Diving into Apple's M5: Moore's Law & Microchip Marvels
Explore Apple's M5 chip, Moore's Law, and the evolution of microchips over decades.
Written by AI. Mike Sullivan

Photo: Marques Brownlee / YouTube
The tech world has a penchant for grand promises and futuristic visions, and what better way to illustrate these than by shrinking down to the size of a microchip? Marques Brownlee takes us on a journey through Apple’s latest M5 chip, a tour de force of miniaturization that’s more mind-boggling than your first time seeing a floppy disk.
Moore’s Law: The Everlasting Gobstopper of Tech
Back in the 80s, Gordon Moore made a prediction that would become the tech equivalent of a rockstar's hotel room legend. Moore's Law posited that the number of transistors on a microchip would double approximately every two years. For decades, this prediction has been the heartbeat of the semiconductor industry, driving the relentless march of progress. But like any good rockstar, it's worth asking how long the party can last. Brownlee’s video reminds us that while Moore's Law has held true for a remarkable stretch, we're now playing in the atomic sandbox.
Brownlee’s visual journey through the scale of technology is like watching a history of music go from vinyl to Spotify playlists. He notes, “Technology only gets better because of the people working really hard on it.” And it's true. Those folks in lab coats are the unsung heroes of our pocket-sized supercomputers.
Photolithography: The Magic Behind the Curtain
Creating transistors today involves photolithography, a process that might as well be magic to the uninitiated. Imagine trying to paint the Mona Lisa on a grain of rice, and you'll start to get an idea of the complexity involved. Brownlee likens it to developing a photo with light projected through a microscope, but instead of capturing your awkward high school photo, you’re etching circuits on a silicon wafer.
Now, if you’ve seen the 1985 classic, Back to the Future, you might remember Doc Brown’s flux capacitor. Photolithography is our real-world equivalent of time-traveling DeLorean magic, turning the impossible into Tuesday’s work.
From Room-Sized Behemoths to Pocket-Sized Titans
Remember when computers were the size of a room? Neither do I, but I hear they were quite the spectacle. The first electronic computer, the ENIAC, was the size of a small house. If we still built computers that way, your iPhone would need to be the size of New Jersey, as Brownlee humorously points out.

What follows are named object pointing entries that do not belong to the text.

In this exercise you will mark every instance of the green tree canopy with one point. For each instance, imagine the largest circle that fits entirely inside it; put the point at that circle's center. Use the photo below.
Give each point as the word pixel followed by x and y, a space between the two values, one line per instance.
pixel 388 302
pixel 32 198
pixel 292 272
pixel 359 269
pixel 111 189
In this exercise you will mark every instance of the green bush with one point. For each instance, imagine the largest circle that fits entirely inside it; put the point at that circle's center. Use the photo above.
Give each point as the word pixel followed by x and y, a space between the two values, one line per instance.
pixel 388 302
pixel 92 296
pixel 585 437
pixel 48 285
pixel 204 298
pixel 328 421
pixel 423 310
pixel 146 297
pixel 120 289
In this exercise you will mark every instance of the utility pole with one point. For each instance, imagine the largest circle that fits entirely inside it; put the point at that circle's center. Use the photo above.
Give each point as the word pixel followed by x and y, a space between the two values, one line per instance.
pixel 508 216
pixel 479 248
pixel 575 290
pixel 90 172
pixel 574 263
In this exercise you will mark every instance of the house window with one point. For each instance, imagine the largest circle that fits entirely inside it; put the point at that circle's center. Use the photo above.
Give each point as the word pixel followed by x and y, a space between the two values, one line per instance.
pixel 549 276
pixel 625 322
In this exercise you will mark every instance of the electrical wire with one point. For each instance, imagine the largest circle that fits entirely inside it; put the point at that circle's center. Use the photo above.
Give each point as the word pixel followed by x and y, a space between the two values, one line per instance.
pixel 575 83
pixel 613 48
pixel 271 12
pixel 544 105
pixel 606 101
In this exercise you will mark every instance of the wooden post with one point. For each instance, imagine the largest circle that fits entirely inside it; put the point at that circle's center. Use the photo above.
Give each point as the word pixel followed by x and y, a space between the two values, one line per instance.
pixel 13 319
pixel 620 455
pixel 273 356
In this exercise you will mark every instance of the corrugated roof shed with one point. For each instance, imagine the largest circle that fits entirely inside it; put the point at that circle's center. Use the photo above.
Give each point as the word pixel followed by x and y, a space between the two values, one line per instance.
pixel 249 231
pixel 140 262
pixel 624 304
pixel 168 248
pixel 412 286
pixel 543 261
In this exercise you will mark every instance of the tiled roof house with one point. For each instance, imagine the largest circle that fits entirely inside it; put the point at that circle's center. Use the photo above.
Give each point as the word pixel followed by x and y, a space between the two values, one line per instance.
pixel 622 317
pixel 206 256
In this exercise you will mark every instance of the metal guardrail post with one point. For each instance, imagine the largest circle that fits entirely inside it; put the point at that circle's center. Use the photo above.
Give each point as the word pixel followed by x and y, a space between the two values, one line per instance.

The evolution from room-sized titans to pocket-sized marvels isn't just a tale of technological prowess; it's a saga of human ingenuity. The drive to make things smaller, faster, and cheaper is as much a part of our DNA as our love for Star Wars and The Matrix.
The Future: A Shrinking Horizon?
So, where do we go from here? Brownlee himself wonders about the future of Moore’s Law as we approach the physical limits of miniaturization. It's like the end of a great 90s sitcom—will there be a satisfying resolution, or are we destined for a sequel that never quite captures the magic of the original?
In the video, Epic Spaceman, a collaborator, says, “Even when you can stand on them, I still struggle to get my head around how many transistors there are here.” It’s a sentiment that echoes through the tech community. As we continue to shrink down, the challenges grow, but so do the possibilities.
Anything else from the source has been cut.